To perform the log-rank test:
survdiff(Surv(Duration, 1-Censored)~CivilWar, data=UNMissions)
## Call:
## survdiff(formula = Surv(Duration, 1 - Censored) ~ CivilWar, data = UNMissions)
##
## N Observed Expected (O-E)^2/E (O-E)^2/V
## CivilWar=0 40 27 32.7 0.992 6.7
## CivilWar=1 14 12 6.3 5.144 6.7
##
## Chisq= 6.7 on 1 degrees of freedom, p= 0.00966
.992 + 5.144 #calculate test statistic
## [1] 6.136
1-pchisq(6.136, 1) #calculate p-value
## [1] 0.01325
The p-value is less than .05, so we reject the null hypothesis.
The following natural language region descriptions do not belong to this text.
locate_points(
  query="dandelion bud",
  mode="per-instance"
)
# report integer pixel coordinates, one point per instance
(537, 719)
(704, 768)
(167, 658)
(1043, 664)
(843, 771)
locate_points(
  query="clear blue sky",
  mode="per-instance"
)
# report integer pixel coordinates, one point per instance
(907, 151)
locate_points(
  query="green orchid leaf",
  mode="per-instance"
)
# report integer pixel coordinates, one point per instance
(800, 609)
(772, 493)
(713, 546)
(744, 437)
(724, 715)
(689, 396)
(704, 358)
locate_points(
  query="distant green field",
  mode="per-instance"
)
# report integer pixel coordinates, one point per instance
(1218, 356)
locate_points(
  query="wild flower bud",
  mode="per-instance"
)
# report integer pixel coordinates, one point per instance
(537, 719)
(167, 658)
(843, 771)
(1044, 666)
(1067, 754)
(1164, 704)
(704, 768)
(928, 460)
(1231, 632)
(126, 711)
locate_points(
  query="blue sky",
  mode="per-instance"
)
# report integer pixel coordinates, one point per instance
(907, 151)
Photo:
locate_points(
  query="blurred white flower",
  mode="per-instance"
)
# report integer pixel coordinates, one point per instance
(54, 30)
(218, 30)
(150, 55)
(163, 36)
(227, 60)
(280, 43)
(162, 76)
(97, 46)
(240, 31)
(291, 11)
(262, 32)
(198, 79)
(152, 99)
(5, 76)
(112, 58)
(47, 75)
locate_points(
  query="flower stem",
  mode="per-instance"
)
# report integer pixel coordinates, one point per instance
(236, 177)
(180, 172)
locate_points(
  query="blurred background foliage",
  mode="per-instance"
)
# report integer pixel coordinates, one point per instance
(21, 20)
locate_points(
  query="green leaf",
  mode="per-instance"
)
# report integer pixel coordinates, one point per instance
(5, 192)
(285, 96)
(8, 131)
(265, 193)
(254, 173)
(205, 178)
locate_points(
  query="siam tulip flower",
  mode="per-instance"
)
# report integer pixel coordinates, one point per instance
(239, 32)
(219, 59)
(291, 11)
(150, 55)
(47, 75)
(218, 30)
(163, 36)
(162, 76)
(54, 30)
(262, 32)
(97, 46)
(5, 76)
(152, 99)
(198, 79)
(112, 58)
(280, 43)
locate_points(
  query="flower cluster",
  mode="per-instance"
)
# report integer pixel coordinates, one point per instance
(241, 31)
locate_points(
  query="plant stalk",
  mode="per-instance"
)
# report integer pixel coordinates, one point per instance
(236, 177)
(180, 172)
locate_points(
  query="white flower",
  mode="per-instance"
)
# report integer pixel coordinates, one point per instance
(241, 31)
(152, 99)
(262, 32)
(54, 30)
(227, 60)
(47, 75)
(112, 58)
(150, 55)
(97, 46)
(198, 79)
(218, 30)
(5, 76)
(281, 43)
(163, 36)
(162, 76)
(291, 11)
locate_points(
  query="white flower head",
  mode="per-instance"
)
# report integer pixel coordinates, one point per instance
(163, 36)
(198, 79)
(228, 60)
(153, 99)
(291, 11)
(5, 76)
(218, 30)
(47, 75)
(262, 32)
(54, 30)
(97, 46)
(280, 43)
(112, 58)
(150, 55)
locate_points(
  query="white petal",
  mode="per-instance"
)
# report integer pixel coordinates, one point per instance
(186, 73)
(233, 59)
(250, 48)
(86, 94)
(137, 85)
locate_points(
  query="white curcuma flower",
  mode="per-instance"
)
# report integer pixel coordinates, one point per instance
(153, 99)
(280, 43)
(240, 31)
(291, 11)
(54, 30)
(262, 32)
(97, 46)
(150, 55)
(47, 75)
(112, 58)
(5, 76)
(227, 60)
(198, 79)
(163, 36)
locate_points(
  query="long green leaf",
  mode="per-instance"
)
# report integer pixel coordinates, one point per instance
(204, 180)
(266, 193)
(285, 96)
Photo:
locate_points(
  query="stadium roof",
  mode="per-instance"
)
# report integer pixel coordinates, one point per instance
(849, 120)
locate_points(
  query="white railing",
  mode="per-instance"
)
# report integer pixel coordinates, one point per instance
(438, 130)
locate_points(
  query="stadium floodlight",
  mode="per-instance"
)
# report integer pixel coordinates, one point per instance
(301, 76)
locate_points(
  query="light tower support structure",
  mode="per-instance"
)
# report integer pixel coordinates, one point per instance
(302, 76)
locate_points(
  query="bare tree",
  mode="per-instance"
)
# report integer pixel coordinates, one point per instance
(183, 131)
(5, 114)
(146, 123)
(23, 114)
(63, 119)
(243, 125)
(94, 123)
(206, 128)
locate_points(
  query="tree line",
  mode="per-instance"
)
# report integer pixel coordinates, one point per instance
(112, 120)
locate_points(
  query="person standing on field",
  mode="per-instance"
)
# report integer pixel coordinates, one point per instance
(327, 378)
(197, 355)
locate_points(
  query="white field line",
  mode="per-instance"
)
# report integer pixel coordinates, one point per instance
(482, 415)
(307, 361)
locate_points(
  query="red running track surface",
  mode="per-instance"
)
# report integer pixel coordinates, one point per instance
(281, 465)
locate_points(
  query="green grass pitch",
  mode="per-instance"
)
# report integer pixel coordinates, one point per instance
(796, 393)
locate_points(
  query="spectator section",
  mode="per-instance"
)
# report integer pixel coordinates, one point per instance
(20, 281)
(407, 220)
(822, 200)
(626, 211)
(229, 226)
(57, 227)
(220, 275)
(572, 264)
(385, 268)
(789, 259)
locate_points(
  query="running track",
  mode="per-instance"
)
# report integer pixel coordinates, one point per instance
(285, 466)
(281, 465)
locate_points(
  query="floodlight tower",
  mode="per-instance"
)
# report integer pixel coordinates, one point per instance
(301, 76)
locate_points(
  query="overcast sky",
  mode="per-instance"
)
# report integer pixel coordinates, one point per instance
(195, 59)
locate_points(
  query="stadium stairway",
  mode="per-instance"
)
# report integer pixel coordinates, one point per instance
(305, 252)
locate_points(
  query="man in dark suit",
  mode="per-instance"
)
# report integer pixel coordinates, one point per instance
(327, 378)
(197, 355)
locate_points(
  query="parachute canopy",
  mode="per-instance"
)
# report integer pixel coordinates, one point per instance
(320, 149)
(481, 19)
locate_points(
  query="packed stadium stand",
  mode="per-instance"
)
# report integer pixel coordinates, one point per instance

There appears to be a difference between survival rates for missions that are in response to a civil war and missions that are not.
(27/32.7)/(12/6.3) #point estimate: HR = (OA/EA)/(OB/EB)
## [1] 0.4335
.4334862*exp(-1.96*sqrt(1/32.7+1/6.3)) #lower bound for interval: [HR*e +/- 1.96*s ] where s = sd (log(HR)) = sqrt(1/EA + 1/EB)
## [1] 0.1848
.4334862*exp(1.96*sqrt(1/32.7+1/6.3)) #upper bound for interval
## [1] 1.017
Our point estimate is .4334862, and our interval estimate is [0.1847615, 1.017042].
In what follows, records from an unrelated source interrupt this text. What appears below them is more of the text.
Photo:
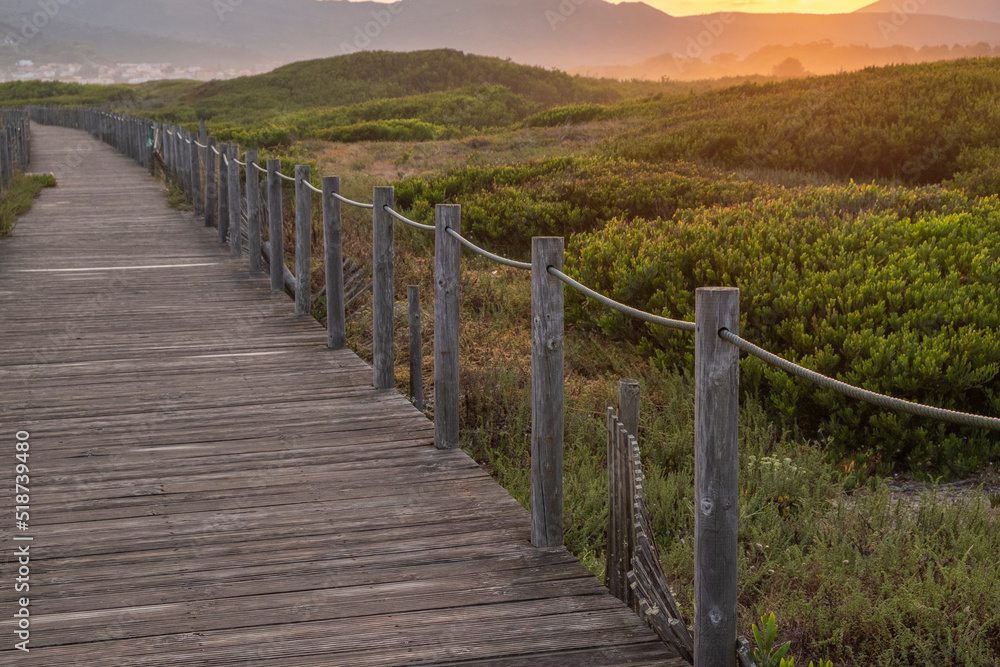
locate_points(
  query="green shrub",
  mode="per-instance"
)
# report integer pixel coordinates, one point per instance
(909, 122)
(505, 206)
(262, 136)
(384, 130)
(889, 289)
(568, 115)
(18, 199)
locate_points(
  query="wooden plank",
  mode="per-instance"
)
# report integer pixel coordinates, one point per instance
(275, 236)
(447, 286)
(336, 321)
(254, 238)
(303, 241)
(383, 299)
(235, 216)
(211, 485)
(547, 418)
(716, 468)
(416, 346)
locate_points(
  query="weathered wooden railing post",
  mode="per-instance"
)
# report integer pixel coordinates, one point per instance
(199, 203)
(275, 223)
(211, 196)
(186, 176)
(235, 208)
(165, 147)
(336, 323)
(416, 346)
(253, 214)
(383, 302)
(447, 267)
(151, 144)
(303, 240)
(621, 547)
(547, 408)
(5, 166)
(716, 468)
(223, 192)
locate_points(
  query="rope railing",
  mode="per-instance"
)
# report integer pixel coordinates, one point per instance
(717, 348)
(878, 400)
(351, 202)
(411, 223)
(628, 310)
(485, 253)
Here, the HR confidence interval and the results from the log-rank test do NOT agree. The log-rank test indicates that there is a difference between survival rates for missions that are in response to a civil war and missions that are not (p-value < .05), but the HR confidence indicates that there may be no difference (interval estimate containing 1).
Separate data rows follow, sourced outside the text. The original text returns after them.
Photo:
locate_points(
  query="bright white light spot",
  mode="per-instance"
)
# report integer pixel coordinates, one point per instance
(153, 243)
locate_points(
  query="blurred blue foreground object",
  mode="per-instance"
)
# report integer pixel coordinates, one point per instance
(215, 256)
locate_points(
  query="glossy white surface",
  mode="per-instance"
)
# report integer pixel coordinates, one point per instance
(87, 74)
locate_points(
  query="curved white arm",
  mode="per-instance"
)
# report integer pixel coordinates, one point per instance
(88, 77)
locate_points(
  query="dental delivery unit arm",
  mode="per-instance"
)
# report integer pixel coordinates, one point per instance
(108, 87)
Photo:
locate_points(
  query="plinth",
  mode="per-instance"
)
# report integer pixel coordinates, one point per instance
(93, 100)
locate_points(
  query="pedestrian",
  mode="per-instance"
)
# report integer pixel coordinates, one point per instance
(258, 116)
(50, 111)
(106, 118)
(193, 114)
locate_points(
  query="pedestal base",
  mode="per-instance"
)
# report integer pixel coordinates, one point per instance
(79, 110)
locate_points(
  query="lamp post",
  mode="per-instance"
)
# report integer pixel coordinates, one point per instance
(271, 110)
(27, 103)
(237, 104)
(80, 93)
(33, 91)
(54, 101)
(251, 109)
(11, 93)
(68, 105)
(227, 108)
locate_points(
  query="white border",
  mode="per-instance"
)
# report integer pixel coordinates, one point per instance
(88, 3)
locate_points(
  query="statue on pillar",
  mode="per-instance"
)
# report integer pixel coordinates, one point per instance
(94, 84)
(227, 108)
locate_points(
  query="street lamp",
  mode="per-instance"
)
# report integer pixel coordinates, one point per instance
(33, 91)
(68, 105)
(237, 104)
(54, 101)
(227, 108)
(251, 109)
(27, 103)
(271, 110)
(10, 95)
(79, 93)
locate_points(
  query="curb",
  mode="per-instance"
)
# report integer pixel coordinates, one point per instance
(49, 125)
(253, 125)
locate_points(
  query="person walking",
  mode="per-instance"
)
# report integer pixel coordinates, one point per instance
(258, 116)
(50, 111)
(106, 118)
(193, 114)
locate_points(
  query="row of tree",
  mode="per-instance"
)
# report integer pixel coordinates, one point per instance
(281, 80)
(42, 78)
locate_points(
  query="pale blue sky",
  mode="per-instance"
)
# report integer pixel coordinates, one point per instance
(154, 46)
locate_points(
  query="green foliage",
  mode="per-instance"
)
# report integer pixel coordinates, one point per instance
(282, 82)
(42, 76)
To perform the log-rank test:
survdiff(Surv(Duration, 1-Censored)~InterState, data=UNMissions)
## Call:
## survdiff(formula = Surv(Duration, 1 - Censored) ~ InterState,
## data = UNMissions)
##
## N Observed Expected (O-E)^2/E (O-E)^2/V
## InterState=0 44 34 28.1 1.22 4.78
## InterState=1 10 5 10.9 3.16 4.78
##
## Chisq= 4.8 on 1 degrees of freedom, p= 0.0289
1.22 + 3.16 #calculate test statistic
## [1] 4.38
1-pchisq(4.38, 1) #calculate p-value
## [1] 0.03636
The p-value is less than .05, so we reject the null hypothesis. There appears to be a difference between survival rates for missions that are in response to interstate conflict and missions that are not.
To calculate the point and interval estimates:
(34/28.1)/(5/10.9) #point estimate: HR = (OA/EA)/(OB/EB)
## [1] 2.638
2.637722*exp(-1.96*sqrt(1/28.1+1/10.9)) #lower bound for interval: [HR*e +/- 1.96*s ] where s = sd (log(HR)) = sqrt(1/EA + 1/EB)
## [1] 1.311
2.637722*exp(1.96*sqrt(1/28.1+1/10.9)) #upper bound for interval
## [1] 5.309
Our point estimate is 2.637722, and our interval estimate is [1.310648, 5.308502].
Here, the HR confidence interval and the results from the log-rank test DO agree. The log-rank test indicates that there is a difference between survival rates for missions that are in response to interstate conflict and missions that are not (p-value < .05), and the HR confidence comes to the same conclusion (interval estimate excluding 1).